A Noite Devorou o Mundo é então um filme de terror silencioso, não sobre os zumbis, mas sim sobre essa espécie de Robison Crusoé apocalíptico, não alguém desesperado pela fuga ou salvamento, mas sim tentando se adaptar e sobreviver com aquilo que tem em mãos. Alguém que sobe até o teto do prédio e vê um horizonte silencioso, sem os clichês visuais do apocalipse, apenas uma Torre Eiffel cortando o céu. Sem focos de incêndio, caos, fumaças ou perigos, apenas o silêncio. E o silêncio quase sempre é ensurdecedor.
Suas fitas servem para ele se lembrar de seu passado, a conversa com o zumbi preso no elevador (vivido pelo ótimo Denis Lavant em mais um papel incrível!) não passa dele próprio tentando entender o que realmente sente. E quanto mais longe ele vai nesse mundo controlado criado por sua sobrevivência, mais aterradora fica essa situação.

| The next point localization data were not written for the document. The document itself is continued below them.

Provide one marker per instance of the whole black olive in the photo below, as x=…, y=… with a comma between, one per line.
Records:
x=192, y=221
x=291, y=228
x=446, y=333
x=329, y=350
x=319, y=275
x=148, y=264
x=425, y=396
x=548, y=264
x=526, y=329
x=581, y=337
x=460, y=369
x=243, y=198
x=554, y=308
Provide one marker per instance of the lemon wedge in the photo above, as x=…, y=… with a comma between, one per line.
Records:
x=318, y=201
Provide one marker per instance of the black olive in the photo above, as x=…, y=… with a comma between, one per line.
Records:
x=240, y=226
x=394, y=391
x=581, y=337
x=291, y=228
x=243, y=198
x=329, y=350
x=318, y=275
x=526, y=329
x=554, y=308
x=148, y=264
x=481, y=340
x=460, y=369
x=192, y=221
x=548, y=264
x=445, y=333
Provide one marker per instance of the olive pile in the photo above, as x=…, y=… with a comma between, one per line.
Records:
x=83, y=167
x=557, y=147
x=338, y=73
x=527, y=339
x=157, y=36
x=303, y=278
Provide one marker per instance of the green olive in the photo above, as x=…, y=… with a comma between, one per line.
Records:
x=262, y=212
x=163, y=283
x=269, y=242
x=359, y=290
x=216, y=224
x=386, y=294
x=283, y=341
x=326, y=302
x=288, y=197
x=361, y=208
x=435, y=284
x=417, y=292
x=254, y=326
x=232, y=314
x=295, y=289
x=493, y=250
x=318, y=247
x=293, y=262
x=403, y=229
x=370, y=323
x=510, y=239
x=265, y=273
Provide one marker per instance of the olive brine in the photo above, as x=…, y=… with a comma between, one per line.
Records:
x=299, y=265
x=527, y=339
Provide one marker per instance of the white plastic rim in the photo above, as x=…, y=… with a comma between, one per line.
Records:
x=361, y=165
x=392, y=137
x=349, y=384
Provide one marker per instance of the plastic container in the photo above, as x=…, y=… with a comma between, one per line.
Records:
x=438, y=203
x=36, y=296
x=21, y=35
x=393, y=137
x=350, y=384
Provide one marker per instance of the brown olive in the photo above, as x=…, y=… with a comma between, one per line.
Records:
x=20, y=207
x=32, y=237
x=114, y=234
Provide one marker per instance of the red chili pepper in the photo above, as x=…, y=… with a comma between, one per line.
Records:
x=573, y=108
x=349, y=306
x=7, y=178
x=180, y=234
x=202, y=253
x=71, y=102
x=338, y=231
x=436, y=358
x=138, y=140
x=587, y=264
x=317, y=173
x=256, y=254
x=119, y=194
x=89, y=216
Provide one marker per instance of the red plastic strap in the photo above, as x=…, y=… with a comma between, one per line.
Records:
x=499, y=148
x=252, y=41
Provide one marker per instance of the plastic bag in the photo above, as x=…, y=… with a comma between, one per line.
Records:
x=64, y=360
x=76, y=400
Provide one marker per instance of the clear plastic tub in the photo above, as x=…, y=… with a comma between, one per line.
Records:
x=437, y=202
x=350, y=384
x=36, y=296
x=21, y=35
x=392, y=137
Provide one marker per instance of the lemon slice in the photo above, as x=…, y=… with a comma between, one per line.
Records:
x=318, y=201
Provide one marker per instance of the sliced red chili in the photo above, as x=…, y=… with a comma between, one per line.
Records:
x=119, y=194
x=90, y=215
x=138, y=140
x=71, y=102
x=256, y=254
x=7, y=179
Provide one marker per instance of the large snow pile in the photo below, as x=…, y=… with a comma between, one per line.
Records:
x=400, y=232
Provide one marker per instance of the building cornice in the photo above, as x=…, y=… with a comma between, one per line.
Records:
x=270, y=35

Rocher não tenta fazer nada disso com um trabalho que atrapalhe o ritmo lento e quase contemplativo do filme. Sua câmera é direta e simples, assim como sua história. Acompanhar o caminhar do personagem em direção à loucura é feito de modo tão sutil que é difícil não cair em sua armadilha. Seu Sam perde a luta, mas o faz, pois começa a perder o controle de suas convicções, não falha, mas vai tentando o próprio limite até ele próprio ser obrigado a fazer aquilo que ele sabe que deve ser feito.
A Noite Devorou o Mundo é inevitável, não quer ser um filme de terror com gore e zumbis, mas sim um terror psicológico que não tem pena de seu protagonista e permite que seus espectadores o acompanhe nessa jornada inesperado por essa noite. Não uma noite propriamente dita, só com a lua como testemunha, mas sim esse momento que vem depois do sol, da esperança e da iluminação.
Sam precisa olhar para a frente, em direção ao horizonte e ao sol, seguir nesse caminho e deixar as fitas e vidas passadas para trás. Sobreviver não é mais uma opção, muito menos esperar que ela chegue. Ele pode ter dormido e perdido o apocalipse, mas ainda precisa ter força para permanecer sendo o protagonista de sua própria história.
Confira os outros filmes da coluna 666 Filmes de Terror
“La Nuit a Devoré le Monde” (Fra, 2018); escrito por Jérémie Guez, Guillaume Lemans e Dominique Rocher, a partir do livro de Pit Agarmen; dirigido por Dominique Rocher; com Anders Denielsen Lie, Golshiften Farahani e Debis Lavant.
1 Comentário. Deixe novo
Dentro de um gênero tão batido e cheio de clichês esse filme é um suspiro de ar fresco. Acho que esse foi o único filme desse gênero me gerou um impacto parecido com o que senti na primeira vez que assisti 28 Days Later, quando tinha lá pelos meus 14 anos.
Os planos alongados que ajudam a não nos poupar da tensão e o paralelo entre o começo e o fim do filme, que apelam bastante para o sensorial do desconforto físico e sonoro, são pontos que valem se destacar.